Comics/Graphic Novels
 

Guibert, Emmanuel/Lefèvre, Didier/Lemercier, Frédéric: Der Fotograf Bd. 1: In den Bergen Afghanistans. 80 Seiten. (Edition Moderne: 2008)

Didier Lefèvre begleitet als Fotograf im Juli 1986 ein Team der Organisation „Ärzte ohne Grenzen“ nach Afghanistan, während des Krieges zwischen der Sowjetunion und den Mudschaheddin. Der erste Band berichtet in einer kunstvollen Kombination aus Zeichnungen und Schwarz-Weiß-Fotografien über die mühevolle Reise der Gruppe von Pakistan zum Einsatzort, ins Innere Afghanistans.
   
Guibert, Emmanuel/Lefèvre, Didier/Lemercier, Frédéric: Der Fotograf Bd. 2: Ärzte ohne Grenzen. 80 Seiten. (Edition Moderne: 2008)

Der Fotograf Didier Lefèvre berichtet über den Alltag des „Ärzte ohne Grenzen“-Teams, das er im Sommer 1986 nach Afghanistan begleitet hat. Er schildert die Arbeitsbedingungen der engagierten Mediziner, die Begegnungen mit der lokalen Bevölkerung und auch die Feindschaft, mit der sie manchmal konfrontiert sind.
   
Guibert, Emmanuel/Lefèvre, Didier/Lemercier, Frédéric: Der Fotograf Bd. 3: Allein nach Pakistan. 104 Seiten. (Edition Moderne: 2009)

Im dritten und letzten Band trifft der Fotograf Lefèvre eine riskante Entscheidung: Nach drei Monaten, die er mit dem „Ärzte ohne Grenzen“-Team in Afghanistan verbracht hat, möchte er alleine nach Pakistan zurückkehren. Er hört nicht auf den Rat der Expeditionsleiterin Juliette Fournet, die ihm dringend davon abrät, und so wird seine Rückreise nach Peschawar zum Leidensweg, den er nur mit viel Glück und Beharrlichkeit unversehrt übersteht.
   
Satrapi, Marjane: Persepolis. Eine Kindheit im Iran. Bd. 1. 160 Seiten. (Ueberreuter: 2005)

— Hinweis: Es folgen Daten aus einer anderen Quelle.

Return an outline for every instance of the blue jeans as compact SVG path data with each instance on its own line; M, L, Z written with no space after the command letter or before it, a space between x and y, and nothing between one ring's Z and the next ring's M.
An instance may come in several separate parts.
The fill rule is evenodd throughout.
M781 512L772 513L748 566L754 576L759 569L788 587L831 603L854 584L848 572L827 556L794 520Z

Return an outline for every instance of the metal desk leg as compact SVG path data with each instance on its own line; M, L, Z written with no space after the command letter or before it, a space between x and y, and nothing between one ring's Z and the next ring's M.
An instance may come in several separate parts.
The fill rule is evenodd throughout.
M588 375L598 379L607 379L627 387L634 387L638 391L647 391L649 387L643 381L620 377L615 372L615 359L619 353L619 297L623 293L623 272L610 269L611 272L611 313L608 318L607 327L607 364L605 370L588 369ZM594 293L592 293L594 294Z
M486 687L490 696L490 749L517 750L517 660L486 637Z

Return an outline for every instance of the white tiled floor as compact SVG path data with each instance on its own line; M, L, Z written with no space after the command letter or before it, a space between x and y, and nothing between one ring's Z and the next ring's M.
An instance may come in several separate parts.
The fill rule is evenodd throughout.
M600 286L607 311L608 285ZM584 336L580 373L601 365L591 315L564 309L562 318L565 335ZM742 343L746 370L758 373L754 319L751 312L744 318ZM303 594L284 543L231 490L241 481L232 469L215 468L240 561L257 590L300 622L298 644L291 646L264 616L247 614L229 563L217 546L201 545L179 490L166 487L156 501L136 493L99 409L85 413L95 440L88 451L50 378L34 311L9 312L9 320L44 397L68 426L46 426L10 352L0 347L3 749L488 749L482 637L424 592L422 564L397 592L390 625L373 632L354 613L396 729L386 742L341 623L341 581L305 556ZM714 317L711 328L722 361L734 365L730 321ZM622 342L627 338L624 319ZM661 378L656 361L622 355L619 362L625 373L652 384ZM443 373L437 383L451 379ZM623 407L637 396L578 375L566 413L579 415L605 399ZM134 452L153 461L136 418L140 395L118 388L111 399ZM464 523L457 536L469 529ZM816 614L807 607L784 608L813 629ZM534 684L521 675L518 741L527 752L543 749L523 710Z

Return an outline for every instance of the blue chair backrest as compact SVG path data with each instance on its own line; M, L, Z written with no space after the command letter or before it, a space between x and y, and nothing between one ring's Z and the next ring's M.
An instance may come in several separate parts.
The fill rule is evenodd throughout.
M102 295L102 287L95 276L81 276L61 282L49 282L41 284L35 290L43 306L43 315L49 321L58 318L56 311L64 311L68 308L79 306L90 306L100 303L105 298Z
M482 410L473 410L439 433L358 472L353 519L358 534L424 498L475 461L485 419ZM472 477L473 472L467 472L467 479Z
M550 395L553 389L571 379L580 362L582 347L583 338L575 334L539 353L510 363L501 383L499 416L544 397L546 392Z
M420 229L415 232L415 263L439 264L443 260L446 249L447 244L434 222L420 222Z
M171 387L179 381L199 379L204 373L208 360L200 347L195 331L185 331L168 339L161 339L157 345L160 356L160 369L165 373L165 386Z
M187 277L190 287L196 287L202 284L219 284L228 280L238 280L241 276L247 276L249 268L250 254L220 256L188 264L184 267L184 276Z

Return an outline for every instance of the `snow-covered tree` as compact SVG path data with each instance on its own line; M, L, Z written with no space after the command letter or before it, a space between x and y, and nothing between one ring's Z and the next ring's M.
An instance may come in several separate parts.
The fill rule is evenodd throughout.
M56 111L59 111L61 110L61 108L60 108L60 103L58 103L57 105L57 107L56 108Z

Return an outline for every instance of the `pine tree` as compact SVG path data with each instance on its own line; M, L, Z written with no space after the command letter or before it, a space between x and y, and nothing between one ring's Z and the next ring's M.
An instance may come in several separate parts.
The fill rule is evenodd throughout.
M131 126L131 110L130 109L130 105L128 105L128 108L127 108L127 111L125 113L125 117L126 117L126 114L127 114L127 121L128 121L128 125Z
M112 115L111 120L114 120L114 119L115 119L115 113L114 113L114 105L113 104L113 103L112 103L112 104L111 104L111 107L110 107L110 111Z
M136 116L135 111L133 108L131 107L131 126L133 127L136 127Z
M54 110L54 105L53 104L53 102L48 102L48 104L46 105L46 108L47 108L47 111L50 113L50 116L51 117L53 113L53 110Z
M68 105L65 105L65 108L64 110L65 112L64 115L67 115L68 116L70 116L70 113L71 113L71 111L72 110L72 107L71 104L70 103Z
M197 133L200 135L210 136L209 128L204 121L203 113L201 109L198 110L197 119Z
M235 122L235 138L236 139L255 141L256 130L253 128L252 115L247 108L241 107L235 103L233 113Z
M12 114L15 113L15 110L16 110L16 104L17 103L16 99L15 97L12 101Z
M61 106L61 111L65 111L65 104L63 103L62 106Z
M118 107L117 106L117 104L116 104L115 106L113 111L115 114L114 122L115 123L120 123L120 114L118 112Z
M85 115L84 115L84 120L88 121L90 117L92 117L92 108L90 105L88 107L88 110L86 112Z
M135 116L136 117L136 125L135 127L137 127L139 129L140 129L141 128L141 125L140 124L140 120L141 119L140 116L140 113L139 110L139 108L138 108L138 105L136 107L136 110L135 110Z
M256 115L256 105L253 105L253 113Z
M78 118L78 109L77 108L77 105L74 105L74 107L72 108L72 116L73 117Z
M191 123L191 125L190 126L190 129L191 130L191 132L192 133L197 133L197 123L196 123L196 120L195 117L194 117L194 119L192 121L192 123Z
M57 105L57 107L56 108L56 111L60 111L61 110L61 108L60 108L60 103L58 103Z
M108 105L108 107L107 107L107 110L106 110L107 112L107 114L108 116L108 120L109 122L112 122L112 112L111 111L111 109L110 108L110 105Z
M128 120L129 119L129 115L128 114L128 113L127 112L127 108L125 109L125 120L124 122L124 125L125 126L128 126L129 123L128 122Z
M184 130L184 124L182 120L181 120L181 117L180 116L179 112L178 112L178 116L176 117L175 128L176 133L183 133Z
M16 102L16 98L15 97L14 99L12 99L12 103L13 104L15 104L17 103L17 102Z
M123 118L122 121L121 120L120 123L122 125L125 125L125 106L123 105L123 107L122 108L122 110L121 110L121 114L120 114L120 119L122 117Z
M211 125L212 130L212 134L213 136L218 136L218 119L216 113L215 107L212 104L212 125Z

Marjane Satrapi ist im Iran geboren, hat als Kind linker Intellektueller die islamische Revolution erlebt, in deren Gefolge ihr Onkel hingerichtet wurde. Mit vierzehn Jahren schickten ihre Eltern sie aus dem Land, zunächst nach Wien. Von diesem Schicksal, von ihrer Kindheit im Iran, erzählt sie in ihrem Comic-Roman.
   
Satrapi, Marjane: Persepolis. Jugendjahre. Bd. 2. 160 Seiten. (Ueberreuter: 2007)

Marjane kehrt nach Teheran zurück, wo sie, konfrontiert mit dem islamischen Regime, beschließt, wieder nach Europa zu ziehen. „Sie zeichne, sagt Marjane Satrapi, die heute in Paris lebt, ihre Familiengeschichte nicht für iranische Leser, sondern für jene westliche Welt, die gewissermaßen vor lauter Kopftüchern die Vielfalt der realen Gesichter des Iran nicht sehe.“ (Ijoma Mangold, Süddeutsche Zeitung)
   
Spiegelman, Art: In the Shadow of No Towers. 42 Seiten. (Pantheon: 2004)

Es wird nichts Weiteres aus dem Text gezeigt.